In a milestone decision on transatlantic data protection, the European Court of Justice (ECJ) issued its judgment in the Max Schrems case on, October 6, 2015, declaring the EU-U.S. Safe Harbor invalid. As many predicted, the judgment follows the opinion of Advocate General Bot, published less than two weeks ago, and rules that the Safe Harbor does not supersede the powers of EU Member State authorities to scrutinize the handling and transfer of personal data outside the EU.
The key reasons given by the ECJ for declaring the Safe Harbor decision invalid include: 1) the Safe Harbor’s overly general provision for self-certified companies to disregard the Safe Harbor principles where they conflict with national security, public interest and law enforcement requirements; and 2) the inability for EU citizens to pursue legal remedies in order to gain access to personal data or to obtain the rectification or erasure of such data where it is transferred to the U.S.
In addition, the ECJ decided that while data protection authorities (DPAs) cannot adopt measures contrary to a European Commission decision until such time as the decision is declared invalid by the Court, DPAs must be able to examine with complete independence whether transfers are compliant with the EU Data Protection Directive and, in particular, whether the level of protection in the U.S. for a specific type of data transfer is “essentially equivalent to that guaranteed in the EU legal order.”
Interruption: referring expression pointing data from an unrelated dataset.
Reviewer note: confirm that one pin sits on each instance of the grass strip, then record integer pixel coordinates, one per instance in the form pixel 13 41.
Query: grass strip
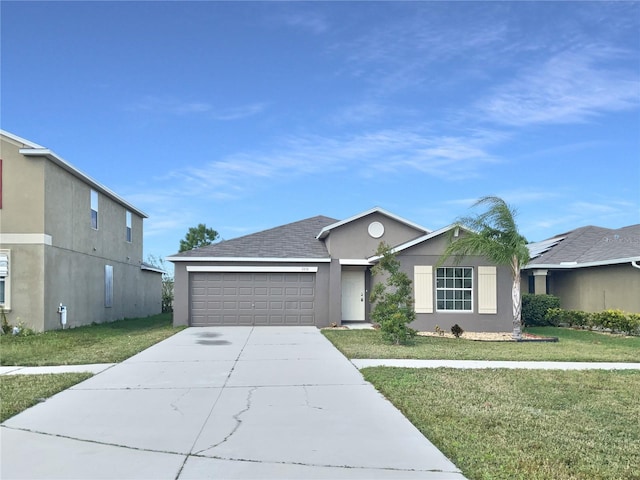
pixel 19 392
pixel 504 424
pixel 101 343
pixel 573 346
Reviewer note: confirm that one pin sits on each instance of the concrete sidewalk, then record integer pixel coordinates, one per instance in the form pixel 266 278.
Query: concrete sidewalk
pixel 234 402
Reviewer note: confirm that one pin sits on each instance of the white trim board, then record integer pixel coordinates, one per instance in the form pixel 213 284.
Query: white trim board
pixel 355 261
pixel 25 238
pixel 250 268
pixel 248 259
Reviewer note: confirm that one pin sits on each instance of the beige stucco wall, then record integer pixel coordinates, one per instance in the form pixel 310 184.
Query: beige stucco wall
pixel 40 197
pixel 22 191
pixel 597 288
pixel 27 287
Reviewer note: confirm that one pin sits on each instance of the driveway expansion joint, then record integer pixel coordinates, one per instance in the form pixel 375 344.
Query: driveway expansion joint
pixel 94 442
pixel 322 465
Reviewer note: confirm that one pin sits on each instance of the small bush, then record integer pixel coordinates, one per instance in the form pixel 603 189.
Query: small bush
pixel 578 318
pixel 457 330
pixel 535 307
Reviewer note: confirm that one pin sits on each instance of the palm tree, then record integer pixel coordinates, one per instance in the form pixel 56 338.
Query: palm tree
pixel 494 235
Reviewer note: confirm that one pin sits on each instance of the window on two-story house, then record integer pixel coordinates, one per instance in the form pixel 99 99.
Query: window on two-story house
pixel 4 280
pixel 94 209
pixel 108 286
pixel 128 234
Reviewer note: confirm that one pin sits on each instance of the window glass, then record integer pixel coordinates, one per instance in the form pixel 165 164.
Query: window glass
pixel 94 209
pixel 108 285
pixel 454 289
pixel 128 227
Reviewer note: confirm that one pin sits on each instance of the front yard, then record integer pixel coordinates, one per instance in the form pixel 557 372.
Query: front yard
pixel 573 346
pixel 523 424
pixel 517 424
pixel 103 343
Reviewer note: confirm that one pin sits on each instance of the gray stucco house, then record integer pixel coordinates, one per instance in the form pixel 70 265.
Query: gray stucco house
pixel 318 272
pixel 590 268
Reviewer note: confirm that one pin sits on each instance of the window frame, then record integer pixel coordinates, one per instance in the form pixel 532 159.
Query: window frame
pixel 94 209
pixel 108 286
pixel 128 227
pixel 453 278
pixel 6 282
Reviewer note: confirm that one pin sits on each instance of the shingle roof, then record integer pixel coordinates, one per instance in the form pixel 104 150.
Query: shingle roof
pixel 294 240
pixel 587 245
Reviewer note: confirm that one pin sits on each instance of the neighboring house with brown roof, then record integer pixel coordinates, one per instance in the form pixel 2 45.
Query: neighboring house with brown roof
pixel 67 239
pixel 318 272
pixel 589 268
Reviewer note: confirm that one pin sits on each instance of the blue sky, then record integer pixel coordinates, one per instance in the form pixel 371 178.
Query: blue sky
pixel 246 116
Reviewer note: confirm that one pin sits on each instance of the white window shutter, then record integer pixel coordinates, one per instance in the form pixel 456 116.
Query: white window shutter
pixel 423 285
pixel 487 290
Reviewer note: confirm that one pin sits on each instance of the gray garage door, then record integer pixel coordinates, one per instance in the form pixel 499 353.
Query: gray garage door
pixel 226 298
In a press conference held following the publication of the judgment, the Commission confirmed that its objectives are: (i) to guarantee the protection of EU citizens’ personal data when transferred to the U.S.; (ii) to step up ongoing talks with U.S. authorities regarding transatlantic data flows and, in particular, with a view to finalizing a new Safe Harbor version 2.0; and (iii) to issue guidance to national DPAs to ensure a coordinated response to alternative ways to transfer data. We understand that the Article 29 Working Party (the EU’s data protection advisory body) is set to meet later this week for initial discussions.
While the Commission appears to be focusing its efforts on negotiations with the U.S., the question still remains as to whether Safe Harbor version 2.0 will be sufficient to address the concerns raised by the ECJ. Indeed, the U.S. Secretary of Commerce expressed in a press release deep disappointment in the Court’s decision, claiming it “creates significant uncertainty for both U.S. and EU companies and consumers, and puts at risk the thriving transatlantic digital economy.”
Ultimately, businesses relying on the EU-U.S. Safe Harbor, whether for intra-group data transfers or for transfers to third parties, will need to reassess their choice of international data transfer solutions and decide whether to adopt alternative mechanisms, such as Binding Corporate Rules or EU standard contractual clauses. It is difficult to predict at this stage how DPAs will enforce the ECJ decision in the short-term, although in a statement released by the UK’s Information Deputy Commissioner, he acknowledged that it may take businesses who previously relied on the Safe Harbor some time to review alternative solutions.